A Quantum Murder by Peter F Hamilton
As is my wont these days, I jumped into Peter F Hamilton's Greg Mandel series in the middle, A Quantum Murder (from 1994) being the second book of (as far as I know) three. It's sci-fi, it's a detective novel - what's not to like? Apart from most of the female characters.
It's 2044 and England's just thrown off the oppressive socialist regime that tried (rather heavy-handedly) to sort the country out after the disaster of global warming and rising sea levels. Greg Mandel is an ex-soldier (and legendary urban guerrilla) with an implant which can enhance his natural psychic tendencies; he's badgered out of his contented new life as a farmer to help the local police investigate the murder of Edward Kitchener, a famous physicist who runs a kind of super-elite sabbatical for recent physics graduates in a big lonely house nearby. The fact that Kitchener was something of a lovable (to those who knew him well) rogue who didn't care who in the establishment he upset, and who was rumoured to be working on research that may well provoke deadly rivalry doesn't help narrow the field of suspects.

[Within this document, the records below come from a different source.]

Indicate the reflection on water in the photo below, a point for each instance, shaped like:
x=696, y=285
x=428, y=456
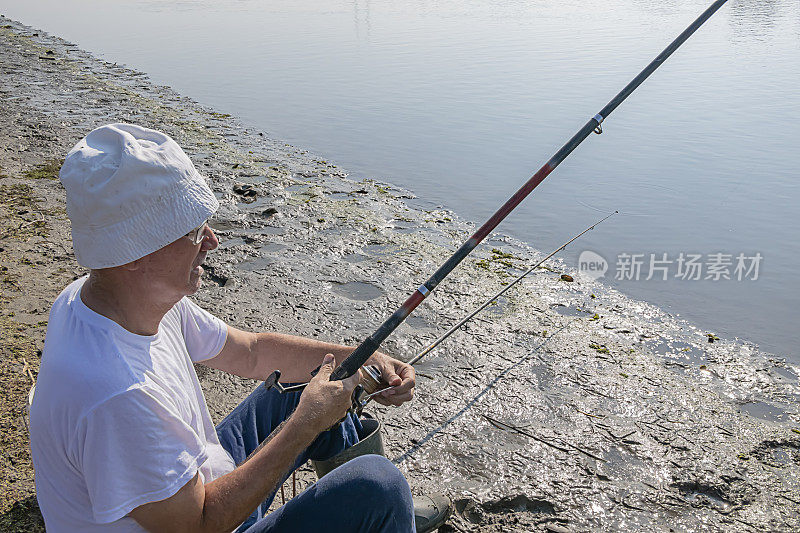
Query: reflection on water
x=460, y=101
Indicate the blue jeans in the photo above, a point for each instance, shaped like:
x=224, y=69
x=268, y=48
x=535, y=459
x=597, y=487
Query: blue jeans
x=365, y=494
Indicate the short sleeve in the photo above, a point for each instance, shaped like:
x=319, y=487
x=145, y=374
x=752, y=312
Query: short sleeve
x=134, y=449
x=205, y=334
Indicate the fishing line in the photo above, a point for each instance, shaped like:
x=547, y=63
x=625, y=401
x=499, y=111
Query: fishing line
x=491, y=299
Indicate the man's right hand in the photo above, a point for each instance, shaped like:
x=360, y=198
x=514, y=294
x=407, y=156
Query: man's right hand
x=324, y=402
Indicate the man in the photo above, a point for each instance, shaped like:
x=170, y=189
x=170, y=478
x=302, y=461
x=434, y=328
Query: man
x=121, y=436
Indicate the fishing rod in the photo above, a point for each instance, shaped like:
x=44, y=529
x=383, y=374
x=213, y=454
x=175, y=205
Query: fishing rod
x=369, y=346
x=491, y=299
x=360, y=401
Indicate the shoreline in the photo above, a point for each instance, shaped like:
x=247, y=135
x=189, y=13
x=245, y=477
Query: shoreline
x=662, y=428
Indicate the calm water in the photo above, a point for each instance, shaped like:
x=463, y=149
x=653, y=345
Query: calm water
x=462, y=101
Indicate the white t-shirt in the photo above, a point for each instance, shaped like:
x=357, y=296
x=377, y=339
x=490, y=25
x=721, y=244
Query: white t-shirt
x=119, y=419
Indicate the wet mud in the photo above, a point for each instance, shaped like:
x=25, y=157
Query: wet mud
x=564, y=407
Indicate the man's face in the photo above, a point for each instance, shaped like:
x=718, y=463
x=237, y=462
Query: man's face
x=175, y=269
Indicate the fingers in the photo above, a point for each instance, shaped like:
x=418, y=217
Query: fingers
x=403, y=390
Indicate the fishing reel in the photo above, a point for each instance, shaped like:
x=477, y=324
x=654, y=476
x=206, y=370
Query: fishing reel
x=370, y=385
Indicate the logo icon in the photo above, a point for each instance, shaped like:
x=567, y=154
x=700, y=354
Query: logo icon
x=592, y=264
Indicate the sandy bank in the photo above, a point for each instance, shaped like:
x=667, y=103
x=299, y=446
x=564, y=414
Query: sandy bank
x=608, y=413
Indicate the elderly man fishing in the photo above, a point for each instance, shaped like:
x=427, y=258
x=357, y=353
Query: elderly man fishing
x=121, y=436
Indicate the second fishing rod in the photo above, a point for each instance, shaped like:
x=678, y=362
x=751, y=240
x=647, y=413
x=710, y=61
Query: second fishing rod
x=370, y=345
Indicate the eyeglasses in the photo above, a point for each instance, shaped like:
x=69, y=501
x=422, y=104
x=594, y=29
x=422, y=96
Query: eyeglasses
x=198, y=234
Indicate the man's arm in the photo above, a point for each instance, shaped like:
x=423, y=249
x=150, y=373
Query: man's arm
x=256, y=355
x=223, y=504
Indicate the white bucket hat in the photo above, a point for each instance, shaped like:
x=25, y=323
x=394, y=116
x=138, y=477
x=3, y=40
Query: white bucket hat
x=130, y=191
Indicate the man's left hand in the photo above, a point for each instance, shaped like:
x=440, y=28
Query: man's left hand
x=396, y=374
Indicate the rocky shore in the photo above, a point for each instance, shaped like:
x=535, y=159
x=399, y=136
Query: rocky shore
x=565, y=407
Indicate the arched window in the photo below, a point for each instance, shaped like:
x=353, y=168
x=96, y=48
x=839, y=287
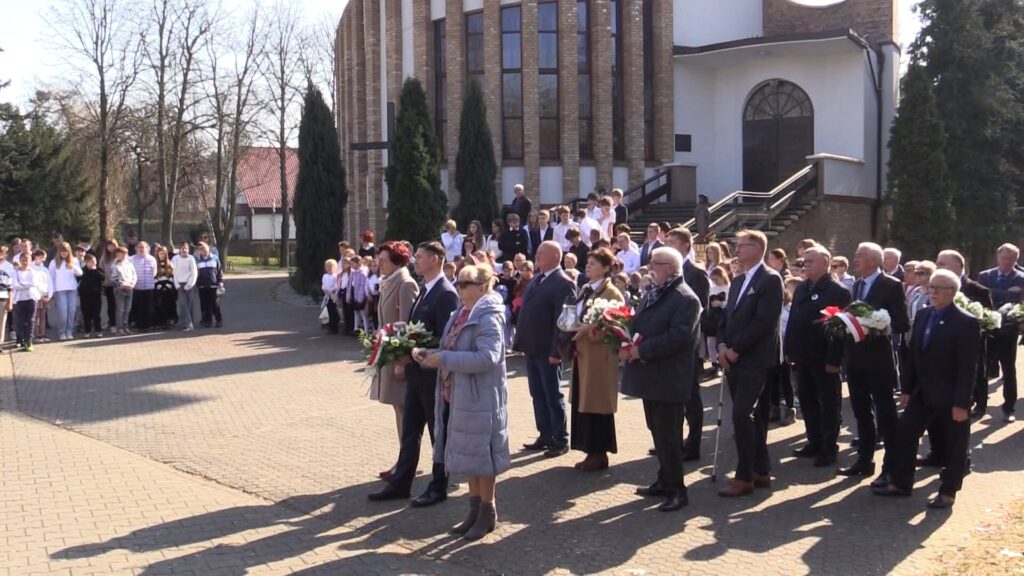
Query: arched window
x=778, y=134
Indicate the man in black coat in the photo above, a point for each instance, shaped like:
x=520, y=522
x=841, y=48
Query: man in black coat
x=870, y=363
x=1007, y=284
x=537, y=337
x=937, y=383
x=695, y=277
x=816, y=356
x=433, y=306
x=748, y=345
x=659, y=369
x=514, y=240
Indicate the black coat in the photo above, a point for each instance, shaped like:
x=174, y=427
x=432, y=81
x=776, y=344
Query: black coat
x=513, y=242
x=943, y=373
x=669, y=327
x=432, y=309
x=806, y=341
x=751, y=326
x=877, y=353
x=542, y=304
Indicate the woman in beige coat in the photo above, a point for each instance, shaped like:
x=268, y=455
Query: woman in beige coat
x=397, y=292
x=595, y=372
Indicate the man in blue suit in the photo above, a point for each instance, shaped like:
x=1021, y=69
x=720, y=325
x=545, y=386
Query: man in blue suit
x=1007, y=285
x=538, y=338
x=433, y=306
x=938, y=379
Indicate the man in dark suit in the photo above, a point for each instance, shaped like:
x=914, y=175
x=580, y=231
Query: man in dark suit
x=520, y=204
x=622, y=212
x=816, y=357
x=748, y=345
x=659, y=369
x=695, y=277
x=433, y=306
x=537, y=336
x=870, y=363
x=542, y=233
x=514, y=240
x=653, y=241
x=890, y=263
x=936, y=387
x=1007, y=284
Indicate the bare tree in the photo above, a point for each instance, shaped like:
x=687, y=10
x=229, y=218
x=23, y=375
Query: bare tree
x=236, y=104
x=283, y=77
x=172, y=46
x=99, y=33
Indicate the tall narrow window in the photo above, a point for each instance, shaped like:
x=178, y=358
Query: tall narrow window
x=474, y=47
x=583, y=79
x=648, y=80
x=617, y=106
x=512, y=82
x=547, y=79
x=440, y=84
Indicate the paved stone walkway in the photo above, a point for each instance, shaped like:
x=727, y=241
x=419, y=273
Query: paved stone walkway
x=251, y=449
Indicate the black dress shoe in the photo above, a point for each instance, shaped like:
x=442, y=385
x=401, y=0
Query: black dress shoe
x=388, y=493
x=809, y=451
x=428, y=498
x=674, y=501
x=556, y=451
x=824, y=460
x=539, y=444
x=941, y=501
x=860, y=467
x=653, y=490
x=890, y=490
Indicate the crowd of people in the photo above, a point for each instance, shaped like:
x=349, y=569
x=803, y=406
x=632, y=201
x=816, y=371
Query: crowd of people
x=748, y=313
x=66, y=290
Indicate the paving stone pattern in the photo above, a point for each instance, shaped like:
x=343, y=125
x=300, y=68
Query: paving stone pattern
x=251, y=449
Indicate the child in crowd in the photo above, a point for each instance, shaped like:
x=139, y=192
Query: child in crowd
x=124, y=278
x=329, y=285
x=42, y=275
x=90, y=294
x=27, y=296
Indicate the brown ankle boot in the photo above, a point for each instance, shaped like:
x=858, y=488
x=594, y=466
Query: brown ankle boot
x=485, y=522
x=474, y=510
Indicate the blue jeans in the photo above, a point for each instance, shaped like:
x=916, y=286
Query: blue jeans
x=66, y=303
x=549, y=403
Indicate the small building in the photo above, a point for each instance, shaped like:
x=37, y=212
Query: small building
x=258, y=214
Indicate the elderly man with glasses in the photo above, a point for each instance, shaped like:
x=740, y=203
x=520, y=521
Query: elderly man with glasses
x=936, y=388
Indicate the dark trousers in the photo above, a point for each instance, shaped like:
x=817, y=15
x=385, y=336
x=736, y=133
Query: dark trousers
x=1006, y=351
x=750, y=420
x=419, y=412
x=549, y=403
x=665, y=420
x=112, y=306
x=871, y=396
x=693, y=411
x=91, y=304
x=25, y=318
x=910, y=425
x=142, y=306
x=209, y=304
x=820, y=403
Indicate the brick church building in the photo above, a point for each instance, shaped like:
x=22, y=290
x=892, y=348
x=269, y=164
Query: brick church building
x=729, y=94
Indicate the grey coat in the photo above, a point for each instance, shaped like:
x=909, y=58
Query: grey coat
x=475, y=442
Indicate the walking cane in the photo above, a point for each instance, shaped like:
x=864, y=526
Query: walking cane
x=718, y=426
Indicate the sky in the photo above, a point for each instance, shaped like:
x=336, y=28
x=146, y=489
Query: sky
x=29, y=58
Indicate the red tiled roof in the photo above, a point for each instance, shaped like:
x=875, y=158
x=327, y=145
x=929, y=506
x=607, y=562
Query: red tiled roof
x=259, y=176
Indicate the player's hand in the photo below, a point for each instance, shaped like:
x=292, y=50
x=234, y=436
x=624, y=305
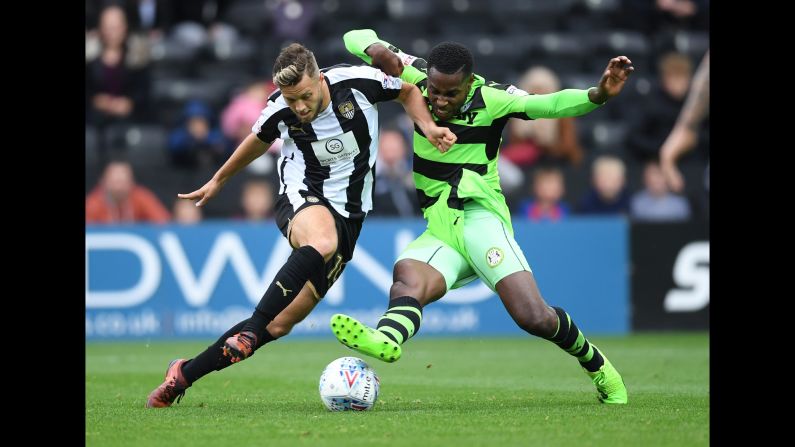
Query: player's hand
x=441, y=137
x=613, y=79
x=384, y=59
x=203, y=194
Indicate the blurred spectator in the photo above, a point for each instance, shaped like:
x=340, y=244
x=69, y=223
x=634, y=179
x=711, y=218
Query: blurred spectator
x=196, y=142
x=650, y=129
x=244, y=110
x=257, y=200
x=394, y=193
x=608, y=194
x=198, y=23
x=152, y=18
x=665, y=16
x=292, y=19
x=117, y=84
x=550, y=140
x=186, y=212
x=684, y=135
x=118, y=199
x=655, y=203
x=546, y=204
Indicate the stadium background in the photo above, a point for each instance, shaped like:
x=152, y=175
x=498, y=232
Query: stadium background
x=211, y=51
x=638, y=289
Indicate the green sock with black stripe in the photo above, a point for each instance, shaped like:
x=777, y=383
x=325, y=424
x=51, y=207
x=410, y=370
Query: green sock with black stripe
x=402, y=320
x=571, y=340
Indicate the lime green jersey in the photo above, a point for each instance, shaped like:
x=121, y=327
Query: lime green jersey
x=468, y=170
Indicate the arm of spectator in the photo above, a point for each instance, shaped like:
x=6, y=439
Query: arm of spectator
x=684, y=135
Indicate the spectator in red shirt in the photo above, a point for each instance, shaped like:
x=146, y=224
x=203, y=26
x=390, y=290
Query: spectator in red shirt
x=118, y=199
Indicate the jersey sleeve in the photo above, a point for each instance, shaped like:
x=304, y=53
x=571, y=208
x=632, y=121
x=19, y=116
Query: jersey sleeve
x=565, y=103
x=357, y=41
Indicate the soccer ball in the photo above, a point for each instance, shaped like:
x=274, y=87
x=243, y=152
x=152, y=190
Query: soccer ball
x=348, y=383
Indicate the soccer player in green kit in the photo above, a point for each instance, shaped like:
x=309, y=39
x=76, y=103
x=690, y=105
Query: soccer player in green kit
x=469, y=233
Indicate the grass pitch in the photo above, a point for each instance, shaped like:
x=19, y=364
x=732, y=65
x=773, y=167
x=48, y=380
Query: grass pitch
x=442, y=392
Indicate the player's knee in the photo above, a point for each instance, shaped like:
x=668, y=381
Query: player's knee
x=537, y=321
x=405, y=288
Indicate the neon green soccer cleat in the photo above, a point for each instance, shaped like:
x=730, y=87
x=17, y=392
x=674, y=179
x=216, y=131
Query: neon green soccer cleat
x=359, y=337
x=609, y=383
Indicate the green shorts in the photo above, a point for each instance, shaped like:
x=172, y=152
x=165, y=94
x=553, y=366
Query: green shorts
x=492, y=249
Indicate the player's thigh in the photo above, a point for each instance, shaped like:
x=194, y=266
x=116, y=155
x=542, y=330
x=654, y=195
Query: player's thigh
x=314, y=225
x=492, y=250
x=451, y=265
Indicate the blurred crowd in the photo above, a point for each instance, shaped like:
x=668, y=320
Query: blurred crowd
x=173, y=86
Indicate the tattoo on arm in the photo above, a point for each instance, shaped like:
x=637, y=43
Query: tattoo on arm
x=697, y=104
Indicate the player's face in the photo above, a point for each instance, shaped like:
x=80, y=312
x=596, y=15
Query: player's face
x=447, y=93
x=305, y=98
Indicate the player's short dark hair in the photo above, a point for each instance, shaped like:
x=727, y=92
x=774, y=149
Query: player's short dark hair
x=451, y=58
x=293, y=61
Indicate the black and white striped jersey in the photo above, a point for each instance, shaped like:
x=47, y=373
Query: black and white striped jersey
x=333, y=156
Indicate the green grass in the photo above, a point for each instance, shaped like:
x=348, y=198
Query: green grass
x=443, y=392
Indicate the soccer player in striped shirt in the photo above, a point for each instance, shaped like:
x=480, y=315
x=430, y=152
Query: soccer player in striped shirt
x=329, y=123
x=469, y=232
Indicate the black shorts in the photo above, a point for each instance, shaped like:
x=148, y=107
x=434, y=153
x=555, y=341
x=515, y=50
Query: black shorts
x=347, y=234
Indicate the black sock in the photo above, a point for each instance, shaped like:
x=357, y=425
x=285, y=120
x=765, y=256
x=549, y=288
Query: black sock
x=571, y=340
x=302, y=264
x=213, y=358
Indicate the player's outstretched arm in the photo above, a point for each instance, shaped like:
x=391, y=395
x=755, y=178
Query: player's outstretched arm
x=685, y=132
x=251, y=148
x=365, y=44
x=568, y=102
x=414, y=103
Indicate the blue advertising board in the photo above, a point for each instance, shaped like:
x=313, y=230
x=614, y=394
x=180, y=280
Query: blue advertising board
x=171, y=281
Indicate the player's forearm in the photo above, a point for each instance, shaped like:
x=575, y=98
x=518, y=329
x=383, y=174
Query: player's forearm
x=569, y=102
x=697, y=102
x=415, y=106
x=249, y=150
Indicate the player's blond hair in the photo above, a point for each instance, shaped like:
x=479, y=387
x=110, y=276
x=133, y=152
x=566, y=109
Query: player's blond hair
x=293, y=62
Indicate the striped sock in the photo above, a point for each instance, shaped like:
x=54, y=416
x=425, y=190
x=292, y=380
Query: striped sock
x=402, y=320
x=571, y=340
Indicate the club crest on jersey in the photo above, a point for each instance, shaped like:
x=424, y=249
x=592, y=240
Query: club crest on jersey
x=334, y=146
x=346, y=109
x=494, y=257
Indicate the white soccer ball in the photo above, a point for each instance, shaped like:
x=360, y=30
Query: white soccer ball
x=349, y=383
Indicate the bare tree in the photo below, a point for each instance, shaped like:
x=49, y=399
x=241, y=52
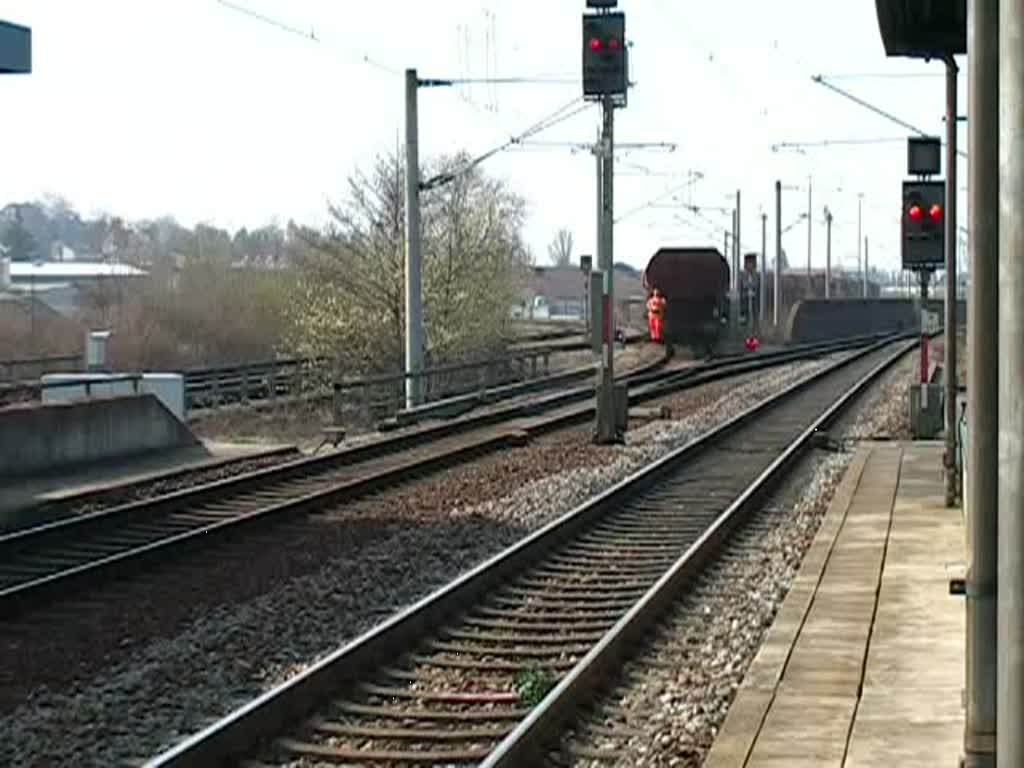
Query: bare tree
x=352, y=307
x=560, y=250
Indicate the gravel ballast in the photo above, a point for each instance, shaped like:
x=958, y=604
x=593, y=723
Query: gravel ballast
x=198, y=668
x=679, y=690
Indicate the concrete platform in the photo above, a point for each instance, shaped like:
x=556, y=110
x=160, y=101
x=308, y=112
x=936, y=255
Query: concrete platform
x=864, y=663
x=19, y=499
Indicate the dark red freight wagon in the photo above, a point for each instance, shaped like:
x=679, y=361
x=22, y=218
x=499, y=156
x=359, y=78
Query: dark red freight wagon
x=694, y=283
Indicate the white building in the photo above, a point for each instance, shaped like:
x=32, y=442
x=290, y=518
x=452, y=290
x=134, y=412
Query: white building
x=65, y=285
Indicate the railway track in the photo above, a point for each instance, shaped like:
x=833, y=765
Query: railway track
x=64, y=558
x=456, y=679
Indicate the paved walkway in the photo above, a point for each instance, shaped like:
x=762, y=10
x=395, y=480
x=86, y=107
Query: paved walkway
x=864, y=663
x=19, y=498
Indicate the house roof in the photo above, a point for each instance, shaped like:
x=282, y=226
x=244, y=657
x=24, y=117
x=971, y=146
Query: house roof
x=569, y=282
x=71, y=270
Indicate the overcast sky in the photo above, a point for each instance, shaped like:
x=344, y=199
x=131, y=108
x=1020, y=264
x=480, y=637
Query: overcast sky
x=144, y=108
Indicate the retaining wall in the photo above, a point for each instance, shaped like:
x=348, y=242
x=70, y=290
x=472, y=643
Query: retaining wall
x=818, y=320
x=47, y=437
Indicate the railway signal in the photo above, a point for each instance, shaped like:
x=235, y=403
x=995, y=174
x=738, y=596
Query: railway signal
x=15, y=49
x=604, y=80
x=604, y=68
x=924, y=224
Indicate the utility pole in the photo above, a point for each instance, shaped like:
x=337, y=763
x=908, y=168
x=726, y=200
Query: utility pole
x=778, y=251
x=737, y=258
x=414, y=247
x=763, y=283
x=865, y=266
x=860, y=260
x=982, y=455
x=827, y=253
x=810, y=225
x=1010, y=711
x=949, y=375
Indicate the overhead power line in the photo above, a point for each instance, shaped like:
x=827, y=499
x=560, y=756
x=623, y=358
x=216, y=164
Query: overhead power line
x=820, y=80
x=310, y=35
x=564, y=113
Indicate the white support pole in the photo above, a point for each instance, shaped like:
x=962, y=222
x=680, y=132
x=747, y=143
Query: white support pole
x=981, y=454
x=1010, y=696
x=414, y=247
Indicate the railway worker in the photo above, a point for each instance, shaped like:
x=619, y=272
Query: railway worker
x=655, y=314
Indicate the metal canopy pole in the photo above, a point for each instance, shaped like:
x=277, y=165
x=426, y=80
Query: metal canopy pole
x=414, y=247
x=827, y=253
x=1010, y=696
x=763, y=283
x=981, y=494
x=949, y=375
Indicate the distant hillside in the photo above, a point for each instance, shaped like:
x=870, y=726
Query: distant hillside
x=53, y=223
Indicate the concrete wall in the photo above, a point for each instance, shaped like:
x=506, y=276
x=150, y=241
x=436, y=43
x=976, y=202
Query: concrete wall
x=817, y=320
x=42, y=438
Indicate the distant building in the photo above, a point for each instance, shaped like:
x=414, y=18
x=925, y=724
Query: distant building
x=560, y=292
x=65, y=286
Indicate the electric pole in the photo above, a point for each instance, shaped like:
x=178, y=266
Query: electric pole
x=605, y=80
x=860, y=261
x=778, y=252
x=737, y=261
x=606, y=428
x=865, y=266
x=810, y=225
x=827, y=253
x=949, y=375
x=763, y=282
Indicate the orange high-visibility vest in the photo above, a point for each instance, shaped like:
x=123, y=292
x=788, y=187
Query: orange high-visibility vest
x=655, y=305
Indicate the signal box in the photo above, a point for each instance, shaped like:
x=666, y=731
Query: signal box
x=923, y=224
x=604, y=68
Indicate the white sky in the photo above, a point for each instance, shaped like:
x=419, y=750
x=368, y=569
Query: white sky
x=144, y=108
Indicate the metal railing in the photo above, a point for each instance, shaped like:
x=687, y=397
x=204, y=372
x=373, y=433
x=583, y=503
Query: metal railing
x=19, y=369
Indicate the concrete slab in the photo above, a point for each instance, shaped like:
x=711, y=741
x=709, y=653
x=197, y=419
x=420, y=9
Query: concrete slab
x=864, y=664
x=19, y=501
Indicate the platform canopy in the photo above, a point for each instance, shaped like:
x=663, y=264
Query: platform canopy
x=15, y=49
x=923, y=29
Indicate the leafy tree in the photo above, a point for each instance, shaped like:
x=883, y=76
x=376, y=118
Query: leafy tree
x=560, y=249
x=18, y=243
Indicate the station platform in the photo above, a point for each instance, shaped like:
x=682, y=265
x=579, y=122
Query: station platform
x=864, y=663
x=20, y=498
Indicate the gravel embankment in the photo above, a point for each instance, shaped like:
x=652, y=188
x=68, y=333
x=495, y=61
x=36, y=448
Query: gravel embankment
x=680, y=690
x=314, y=589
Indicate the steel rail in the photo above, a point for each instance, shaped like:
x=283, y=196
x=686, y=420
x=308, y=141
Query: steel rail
x=241, y=730
x=75, y=553
x=528, y=742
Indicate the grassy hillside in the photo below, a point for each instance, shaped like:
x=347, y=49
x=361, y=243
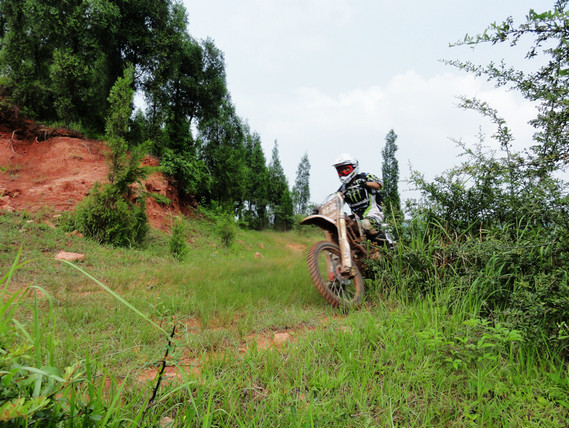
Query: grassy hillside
x=253, y=344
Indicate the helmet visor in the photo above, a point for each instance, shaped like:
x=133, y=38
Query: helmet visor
x=344, y=170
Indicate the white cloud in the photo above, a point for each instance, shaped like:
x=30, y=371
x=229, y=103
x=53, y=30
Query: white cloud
x=422, y=111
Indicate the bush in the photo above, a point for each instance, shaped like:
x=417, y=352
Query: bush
x=226, y=229
x=178, y=246
x=109, y=218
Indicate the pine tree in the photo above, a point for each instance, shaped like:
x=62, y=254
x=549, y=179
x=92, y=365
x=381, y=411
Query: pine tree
x=301, y=189
x=390, y=176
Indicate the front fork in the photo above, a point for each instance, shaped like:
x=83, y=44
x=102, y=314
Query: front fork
x=345, y=251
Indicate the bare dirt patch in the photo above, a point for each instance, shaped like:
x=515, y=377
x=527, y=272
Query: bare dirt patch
x=50, y=171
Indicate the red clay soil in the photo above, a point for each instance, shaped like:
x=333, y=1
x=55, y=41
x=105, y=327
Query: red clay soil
x=51, y=170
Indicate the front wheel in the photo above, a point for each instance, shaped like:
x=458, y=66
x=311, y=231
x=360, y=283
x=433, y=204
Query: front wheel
x=324, y=266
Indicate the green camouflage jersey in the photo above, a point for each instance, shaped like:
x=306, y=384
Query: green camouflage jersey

Greg straddles two worlds, with friends in the remnants of the anti-socialist street gangs and among the super-rich, and we're introduced to both, the shallow concerns of spoilt young heiress Julia (who veers quite close to caricature at times) contrasting with the struggle for survival of Greg's erstwhile gang-mates. Resented by the police he's been asked to help, Greg and his wife and friends turn to unconventional methods to solve the crime.
Overall I enjoyed the novel and I'm looking forward to the next one (currently in my cupboard of unread books). It worked well as a detective novel, gripping, throwing you off the scent and delivering an unexpected (though not illogical) ending. The setting was well worked in, with the political background obvious without being intrusive, and I love the fact that it was mainly set in Oakham and Peterborough rather than London or Manchester. It made me think (not necessarily with any justification) of Mad Max, and it definitely has cyberpunk overtones. It's a lot more grubby and gritty and closer to life than the only other Hamilton I've read (The Dreaming Void); if you think you'd have liked William Gibson to set something in the English countryside rather than sleek American or Japanese cities, you're probably ripe for A Quantum Murder.